Festival « Liberté et Contestation » : un retour de la culture qui fait chaud aux cœurs

Samedi 20 mars, après une marche colorée pour le retour de la culture et contre la loi de sécurité globale, les manifestants se sont réunis de 13h à 17h place de Jaude. Un festival alternant prises de paroles politiques et spectacles s'est donc déroulé tout l'après-midi, un an après la fermeture des lieux de culture.

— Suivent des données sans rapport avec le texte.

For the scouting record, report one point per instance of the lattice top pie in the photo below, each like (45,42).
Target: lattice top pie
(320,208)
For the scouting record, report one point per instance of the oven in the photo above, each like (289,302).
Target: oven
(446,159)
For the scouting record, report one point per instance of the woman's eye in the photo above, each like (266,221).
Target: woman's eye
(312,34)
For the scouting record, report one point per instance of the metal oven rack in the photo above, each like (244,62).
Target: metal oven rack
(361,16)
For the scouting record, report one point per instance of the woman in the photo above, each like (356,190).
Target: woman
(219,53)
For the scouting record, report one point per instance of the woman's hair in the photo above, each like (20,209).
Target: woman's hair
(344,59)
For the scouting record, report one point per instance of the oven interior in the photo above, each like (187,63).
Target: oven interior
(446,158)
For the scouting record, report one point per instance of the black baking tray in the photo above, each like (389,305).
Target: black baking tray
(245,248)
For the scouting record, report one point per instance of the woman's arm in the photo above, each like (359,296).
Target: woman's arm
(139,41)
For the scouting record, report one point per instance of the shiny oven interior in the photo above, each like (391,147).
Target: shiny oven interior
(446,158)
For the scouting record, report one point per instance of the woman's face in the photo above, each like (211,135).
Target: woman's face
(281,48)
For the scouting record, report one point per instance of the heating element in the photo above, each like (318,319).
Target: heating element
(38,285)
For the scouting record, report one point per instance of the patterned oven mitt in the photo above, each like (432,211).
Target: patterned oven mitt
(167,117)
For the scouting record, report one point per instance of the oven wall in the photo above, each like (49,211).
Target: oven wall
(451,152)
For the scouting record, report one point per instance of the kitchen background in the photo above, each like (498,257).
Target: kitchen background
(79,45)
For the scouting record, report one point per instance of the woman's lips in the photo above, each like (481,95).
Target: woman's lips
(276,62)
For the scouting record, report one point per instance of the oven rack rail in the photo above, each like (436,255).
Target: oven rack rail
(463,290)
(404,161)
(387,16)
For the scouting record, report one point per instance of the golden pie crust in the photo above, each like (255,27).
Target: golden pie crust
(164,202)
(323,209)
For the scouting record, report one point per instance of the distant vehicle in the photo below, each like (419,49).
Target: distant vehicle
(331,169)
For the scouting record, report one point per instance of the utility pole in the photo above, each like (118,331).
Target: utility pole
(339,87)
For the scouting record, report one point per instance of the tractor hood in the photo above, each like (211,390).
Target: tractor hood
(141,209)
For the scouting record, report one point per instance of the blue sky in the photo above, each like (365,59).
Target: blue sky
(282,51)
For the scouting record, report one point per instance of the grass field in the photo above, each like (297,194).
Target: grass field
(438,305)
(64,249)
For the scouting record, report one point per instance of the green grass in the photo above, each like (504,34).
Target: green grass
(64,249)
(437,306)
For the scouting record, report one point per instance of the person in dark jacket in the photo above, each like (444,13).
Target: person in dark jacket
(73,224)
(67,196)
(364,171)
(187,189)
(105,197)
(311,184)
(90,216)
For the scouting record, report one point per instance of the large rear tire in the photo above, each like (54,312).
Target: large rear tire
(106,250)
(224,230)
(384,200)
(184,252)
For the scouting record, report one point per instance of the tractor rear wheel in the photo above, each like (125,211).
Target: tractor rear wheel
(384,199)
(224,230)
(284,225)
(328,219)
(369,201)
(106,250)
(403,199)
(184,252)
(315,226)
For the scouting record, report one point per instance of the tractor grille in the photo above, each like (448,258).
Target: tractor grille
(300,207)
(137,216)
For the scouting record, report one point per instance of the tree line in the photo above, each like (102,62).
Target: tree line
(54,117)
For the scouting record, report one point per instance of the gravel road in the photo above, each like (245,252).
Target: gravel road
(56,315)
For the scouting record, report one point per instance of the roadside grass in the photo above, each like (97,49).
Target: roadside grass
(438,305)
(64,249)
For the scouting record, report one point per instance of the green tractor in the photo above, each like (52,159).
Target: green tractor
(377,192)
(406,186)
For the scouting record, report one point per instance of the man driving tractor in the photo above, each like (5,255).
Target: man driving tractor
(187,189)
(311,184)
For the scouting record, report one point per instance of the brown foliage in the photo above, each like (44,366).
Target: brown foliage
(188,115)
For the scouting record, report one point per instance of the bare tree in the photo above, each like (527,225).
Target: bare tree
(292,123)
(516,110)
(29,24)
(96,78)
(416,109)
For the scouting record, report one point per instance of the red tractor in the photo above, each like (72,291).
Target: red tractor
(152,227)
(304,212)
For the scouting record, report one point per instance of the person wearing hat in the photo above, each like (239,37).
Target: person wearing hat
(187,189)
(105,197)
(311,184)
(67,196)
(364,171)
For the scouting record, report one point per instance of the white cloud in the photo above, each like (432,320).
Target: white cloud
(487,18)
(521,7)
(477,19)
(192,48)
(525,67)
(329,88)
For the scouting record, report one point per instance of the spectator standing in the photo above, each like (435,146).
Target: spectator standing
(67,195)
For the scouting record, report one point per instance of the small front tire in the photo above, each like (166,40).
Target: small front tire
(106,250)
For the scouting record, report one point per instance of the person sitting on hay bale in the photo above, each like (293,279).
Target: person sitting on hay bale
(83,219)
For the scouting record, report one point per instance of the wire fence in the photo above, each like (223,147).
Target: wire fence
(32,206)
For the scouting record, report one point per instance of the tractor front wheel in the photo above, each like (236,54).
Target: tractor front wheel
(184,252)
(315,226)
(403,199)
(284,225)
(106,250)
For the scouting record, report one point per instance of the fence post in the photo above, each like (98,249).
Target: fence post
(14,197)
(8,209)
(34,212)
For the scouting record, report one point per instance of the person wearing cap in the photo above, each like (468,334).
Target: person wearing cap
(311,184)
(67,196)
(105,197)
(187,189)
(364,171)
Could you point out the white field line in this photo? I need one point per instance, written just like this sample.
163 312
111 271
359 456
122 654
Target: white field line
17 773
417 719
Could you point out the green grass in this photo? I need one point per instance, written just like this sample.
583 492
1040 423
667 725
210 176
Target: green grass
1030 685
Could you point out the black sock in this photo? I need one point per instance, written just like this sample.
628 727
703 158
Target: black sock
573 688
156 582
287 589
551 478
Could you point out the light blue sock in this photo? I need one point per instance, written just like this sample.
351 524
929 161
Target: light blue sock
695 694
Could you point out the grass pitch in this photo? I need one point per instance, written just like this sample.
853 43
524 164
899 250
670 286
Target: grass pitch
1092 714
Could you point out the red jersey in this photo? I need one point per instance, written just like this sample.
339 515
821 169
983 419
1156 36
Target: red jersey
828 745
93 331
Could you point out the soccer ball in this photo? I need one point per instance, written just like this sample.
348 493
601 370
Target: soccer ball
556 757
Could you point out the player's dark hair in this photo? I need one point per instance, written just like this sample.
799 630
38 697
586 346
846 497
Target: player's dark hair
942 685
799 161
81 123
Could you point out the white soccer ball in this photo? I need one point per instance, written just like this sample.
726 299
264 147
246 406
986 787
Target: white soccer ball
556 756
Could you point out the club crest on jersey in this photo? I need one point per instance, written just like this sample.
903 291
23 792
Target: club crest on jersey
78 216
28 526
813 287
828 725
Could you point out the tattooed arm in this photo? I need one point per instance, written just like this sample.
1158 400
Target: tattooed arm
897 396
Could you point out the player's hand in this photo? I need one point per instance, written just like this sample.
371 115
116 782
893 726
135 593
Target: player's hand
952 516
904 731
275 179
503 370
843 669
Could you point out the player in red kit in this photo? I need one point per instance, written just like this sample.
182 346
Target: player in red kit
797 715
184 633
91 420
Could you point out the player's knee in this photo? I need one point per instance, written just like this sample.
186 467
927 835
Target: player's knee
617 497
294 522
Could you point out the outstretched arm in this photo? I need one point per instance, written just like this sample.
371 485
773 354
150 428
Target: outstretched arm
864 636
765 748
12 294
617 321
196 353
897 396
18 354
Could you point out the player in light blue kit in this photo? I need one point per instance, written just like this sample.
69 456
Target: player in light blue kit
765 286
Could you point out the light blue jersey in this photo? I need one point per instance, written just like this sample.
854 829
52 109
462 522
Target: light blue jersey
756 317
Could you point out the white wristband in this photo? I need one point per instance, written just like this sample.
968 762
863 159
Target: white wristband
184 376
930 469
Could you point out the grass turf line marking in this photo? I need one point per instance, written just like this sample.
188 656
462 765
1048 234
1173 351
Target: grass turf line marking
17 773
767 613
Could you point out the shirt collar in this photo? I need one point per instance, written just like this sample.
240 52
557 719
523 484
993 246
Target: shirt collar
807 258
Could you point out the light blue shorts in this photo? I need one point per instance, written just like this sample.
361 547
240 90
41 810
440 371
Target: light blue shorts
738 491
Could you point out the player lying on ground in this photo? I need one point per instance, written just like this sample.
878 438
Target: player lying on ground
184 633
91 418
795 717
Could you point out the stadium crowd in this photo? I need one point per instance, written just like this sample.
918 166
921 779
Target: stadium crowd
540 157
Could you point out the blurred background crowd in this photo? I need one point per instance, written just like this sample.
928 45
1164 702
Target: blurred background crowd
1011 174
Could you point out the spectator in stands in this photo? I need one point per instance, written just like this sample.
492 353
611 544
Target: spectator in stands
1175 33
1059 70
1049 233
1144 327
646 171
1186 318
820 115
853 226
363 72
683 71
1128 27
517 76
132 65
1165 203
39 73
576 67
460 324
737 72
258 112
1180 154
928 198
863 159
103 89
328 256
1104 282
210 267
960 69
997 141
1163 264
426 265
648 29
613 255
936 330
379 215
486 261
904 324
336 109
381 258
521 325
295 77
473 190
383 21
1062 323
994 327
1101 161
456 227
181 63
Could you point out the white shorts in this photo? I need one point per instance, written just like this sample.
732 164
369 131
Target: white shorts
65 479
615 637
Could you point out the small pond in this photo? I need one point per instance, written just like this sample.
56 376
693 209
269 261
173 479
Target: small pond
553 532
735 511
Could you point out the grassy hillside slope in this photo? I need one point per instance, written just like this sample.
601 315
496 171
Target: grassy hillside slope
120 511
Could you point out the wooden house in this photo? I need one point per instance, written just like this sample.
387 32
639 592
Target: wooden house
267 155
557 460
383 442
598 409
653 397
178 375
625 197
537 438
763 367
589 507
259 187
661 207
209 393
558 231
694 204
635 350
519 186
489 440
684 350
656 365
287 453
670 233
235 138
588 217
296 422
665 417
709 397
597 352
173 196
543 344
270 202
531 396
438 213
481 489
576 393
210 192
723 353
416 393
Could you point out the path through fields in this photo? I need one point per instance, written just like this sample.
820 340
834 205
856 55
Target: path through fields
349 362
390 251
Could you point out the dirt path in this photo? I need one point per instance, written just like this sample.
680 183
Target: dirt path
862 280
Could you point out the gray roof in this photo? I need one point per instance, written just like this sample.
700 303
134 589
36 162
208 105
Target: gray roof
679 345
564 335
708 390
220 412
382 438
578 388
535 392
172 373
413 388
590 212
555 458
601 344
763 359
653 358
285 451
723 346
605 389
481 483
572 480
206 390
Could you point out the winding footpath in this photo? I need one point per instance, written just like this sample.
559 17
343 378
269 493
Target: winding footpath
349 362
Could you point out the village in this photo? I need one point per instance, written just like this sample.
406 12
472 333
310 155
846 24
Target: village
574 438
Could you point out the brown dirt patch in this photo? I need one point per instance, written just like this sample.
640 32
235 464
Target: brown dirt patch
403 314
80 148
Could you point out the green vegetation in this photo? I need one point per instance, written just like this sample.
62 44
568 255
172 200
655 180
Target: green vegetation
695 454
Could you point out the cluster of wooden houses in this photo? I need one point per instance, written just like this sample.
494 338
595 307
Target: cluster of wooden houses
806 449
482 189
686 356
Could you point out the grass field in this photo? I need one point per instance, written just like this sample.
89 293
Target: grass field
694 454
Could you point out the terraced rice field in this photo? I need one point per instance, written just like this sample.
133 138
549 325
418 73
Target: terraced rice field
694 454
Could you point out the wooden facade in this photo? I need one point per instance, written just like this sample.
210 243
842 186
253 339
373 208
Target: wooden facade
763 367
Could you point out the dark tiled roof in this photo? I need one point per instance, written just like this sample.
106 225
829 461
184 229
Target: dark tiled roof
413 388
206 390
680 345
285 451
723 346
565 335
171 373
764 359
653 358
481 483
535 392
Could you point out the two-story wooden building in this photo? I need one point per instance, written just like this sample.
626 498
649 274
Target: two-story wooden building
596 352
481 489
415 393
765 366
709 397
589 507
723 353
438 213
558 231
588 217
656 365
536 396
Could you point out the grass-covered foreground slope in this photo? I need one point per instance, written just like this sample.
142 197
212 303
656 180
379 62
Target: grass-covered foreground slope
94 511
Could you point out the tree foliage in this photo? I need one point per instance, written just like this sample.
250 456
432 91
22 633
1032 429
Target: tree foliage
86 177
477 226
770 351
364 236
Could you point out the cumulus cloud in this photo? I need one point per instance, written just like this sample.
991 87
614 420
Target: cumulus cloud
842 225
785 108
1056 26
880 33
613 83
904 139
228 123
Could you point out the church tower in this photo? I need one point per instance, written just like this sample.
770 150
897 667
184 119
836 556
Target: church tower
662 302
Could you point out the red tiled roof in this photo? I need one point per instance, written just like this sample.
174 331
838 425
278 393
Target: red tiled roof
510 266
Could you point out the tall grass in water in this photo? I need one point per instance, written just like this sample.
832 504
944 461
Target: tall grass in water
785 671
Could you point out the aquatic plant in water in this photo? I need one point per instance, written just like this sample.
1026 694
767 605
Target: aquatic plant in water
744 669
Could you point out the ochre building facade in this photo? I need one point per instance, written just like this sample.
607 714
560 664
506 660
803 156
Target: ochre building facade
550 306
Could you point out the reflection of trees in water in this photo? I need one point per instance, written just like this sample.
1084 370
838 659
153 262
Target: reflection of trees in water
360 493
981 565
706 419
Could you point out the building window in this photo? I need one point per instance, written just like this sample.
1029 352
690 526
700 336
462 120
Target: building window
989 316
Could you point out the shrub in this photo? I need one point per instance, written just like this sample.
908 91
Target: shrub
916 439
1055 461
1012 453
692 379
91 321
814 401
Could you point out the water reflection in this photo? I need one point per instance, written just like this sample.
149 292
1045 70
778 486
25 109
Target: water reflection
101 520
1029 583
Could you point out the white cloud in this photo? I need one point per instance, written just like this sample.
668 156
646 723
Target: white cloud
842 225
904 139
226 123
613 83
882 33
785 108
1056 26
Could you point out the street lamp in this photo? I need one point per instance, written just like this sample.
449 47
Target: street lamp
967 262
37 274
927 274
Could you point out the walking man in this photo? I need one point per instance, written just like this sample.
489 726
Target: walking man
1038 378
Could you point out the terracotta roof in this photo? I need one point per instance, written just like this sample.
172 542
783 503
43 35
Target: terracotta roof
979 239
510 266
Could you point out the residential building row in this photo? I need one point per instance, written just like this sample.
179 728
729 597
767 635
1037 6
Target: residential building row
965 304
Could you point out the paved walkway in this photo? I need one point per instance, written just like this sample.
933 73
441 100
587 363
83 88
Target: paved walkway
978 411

Après la manifestation colorée du matin, acteurs du monde culturels ont décidé d’organiser un festival « Liberté et Contestation » sur la place de Jaude. De midi à 13h, ils ont donc installé une scène ouverte près de la statue Vercingétorix. Le premier groupe d’artistes à passer sont les « Lip Sync Challenge ». Ce sont 4 jeunes qui font du playback avec humour, danse et amour. « Nous avons créé ce groupe depuis le premier confinement. Le but c’est de transmettre des émotions » présente une des jeunes artistes. Pendant qu’un ou une chanteuse chante en playback avec des allures de stars, les autres dansent de manière romantique, s’enlaçant doucement, ou joyeusement, se prenant le coude avec des habits à paillettes. Le public s’extasie, rit, applaudit.
S’ensuivent plusieurs discours politiques, puisque ce festival n’a été autorisé par la préfecture que si il y avait des contestations politiques à déclarer.

Les discours politiques

Le collectif Culture en Danger est donc le premier à prendre la parole. « Soixante théâtres sont aujourd’hui occupés en France. Nous organisons d’ailleurs des assemblées générales tous les jours à 14h ! » déclare une représentant du collectif. Parmi les revendications, hormis celles concernant la culture, présentées dans les articles précédents, les artistes et techniciens demandent des moyens pour les hôpitaux. « Le gouvernement continue de fermer des lits pendant la crise sanitaire. Or c’est ce manque de moyens sur le secteur de la santé qui fait qu’on en est encore là aujourd’hui. On n’aurait pas besoin de rester confiné si les hôpitaux pouvaient prendre en charge les malades ».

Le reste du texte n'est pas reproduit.